Monday, November 7, 2016

A Legend and his Flannel: An Interview with Mike Watt

mike watt 1.jpg

Bassist of Minutemen talks coming up in the early CA punk scene, Double Nickels On The Dime, and the perfect flannel.

Gad: I appreciate you taking the time to talk with me today.

Mike: No problem, thank you for having me aboard. What part of Alabama did you say you were from?

Gadsden, Alabama. A long way from California. A little further south, haha.

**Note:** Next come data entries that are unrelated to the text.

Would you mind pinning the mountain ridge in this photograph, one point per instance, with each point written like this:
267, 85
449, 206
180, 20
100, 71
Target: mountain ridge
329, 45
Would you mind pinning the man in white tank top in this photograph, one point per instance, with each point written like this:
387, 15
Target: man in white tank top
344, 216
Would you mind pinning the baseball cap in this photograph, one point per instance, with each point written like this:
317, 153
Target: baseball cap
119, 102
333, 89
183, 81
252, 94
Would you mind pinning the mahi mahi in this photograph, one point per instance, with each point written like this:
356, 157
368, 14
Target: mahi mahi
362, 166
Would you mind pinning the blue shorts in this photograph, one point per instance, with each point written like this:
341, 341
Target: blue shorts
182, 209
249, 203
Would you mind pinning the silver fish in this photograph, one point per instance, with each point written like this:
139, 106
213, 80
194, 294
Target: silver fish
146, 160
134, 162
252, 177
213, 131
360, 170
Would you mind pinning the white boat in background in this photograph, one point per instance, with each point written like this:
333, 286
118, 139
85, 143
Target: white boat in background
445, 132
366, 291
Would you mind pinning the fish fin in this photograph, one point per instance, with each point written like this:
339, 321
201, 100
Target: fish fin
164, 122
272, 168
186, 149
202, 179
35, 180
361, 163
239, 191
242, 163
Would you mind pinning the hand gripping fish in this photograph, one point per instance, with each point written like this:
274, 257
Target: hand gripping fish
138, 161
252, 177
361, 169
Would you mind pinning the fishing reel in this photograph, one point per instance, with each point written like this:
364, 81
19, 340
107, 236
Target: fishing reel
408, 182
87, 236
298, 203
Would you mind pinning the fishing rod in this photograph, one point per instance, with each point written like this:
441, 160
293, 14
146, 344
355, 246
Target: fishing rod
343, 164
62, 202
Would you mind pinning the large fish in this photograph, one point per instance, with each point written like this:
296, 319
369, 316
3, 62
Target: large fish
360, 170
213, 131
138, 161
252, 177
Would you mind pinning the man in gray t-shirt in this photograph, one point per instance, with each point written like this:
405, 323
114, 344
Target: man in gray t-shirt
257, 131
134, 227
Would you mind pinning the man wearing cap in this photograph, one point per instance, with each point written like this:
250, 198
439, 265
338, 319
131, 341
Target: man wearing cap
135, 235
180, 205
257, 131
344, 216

Well, it ain’t as south as Mobile. That’s right on the water. In fact, Mobile is like a miniature. It’s a little port ya know? They got a couple hammerheads. We’ve got almost 400 (laughs). I’ve played there. Last time I was in Mobile, it was a sad night. Jack Bruce had passed away. I don’t know if you know him. He was in a band called “Cream” in the 60’s. He was the bass man and as a younger Watt, I was very influenced by this guy. Scottish, he was from Glasgow. And you never really know. Ya know, you probably noticed lately a lot of dudes are passing away. I just think it’s the time period too ya know? Although, yesterday Prince was only a year younger than me so he was still a middle aged man. But most of these cats are moving into their 70s now.

Yeah it’s crazy I was watching some videos earlier of Flag. And I was just watching, and those dudes are just still at it ya know?

You’re talking about Keith (Morris) and them?

Yeah man, they’re still going at it like teenagers. It just blows my mind.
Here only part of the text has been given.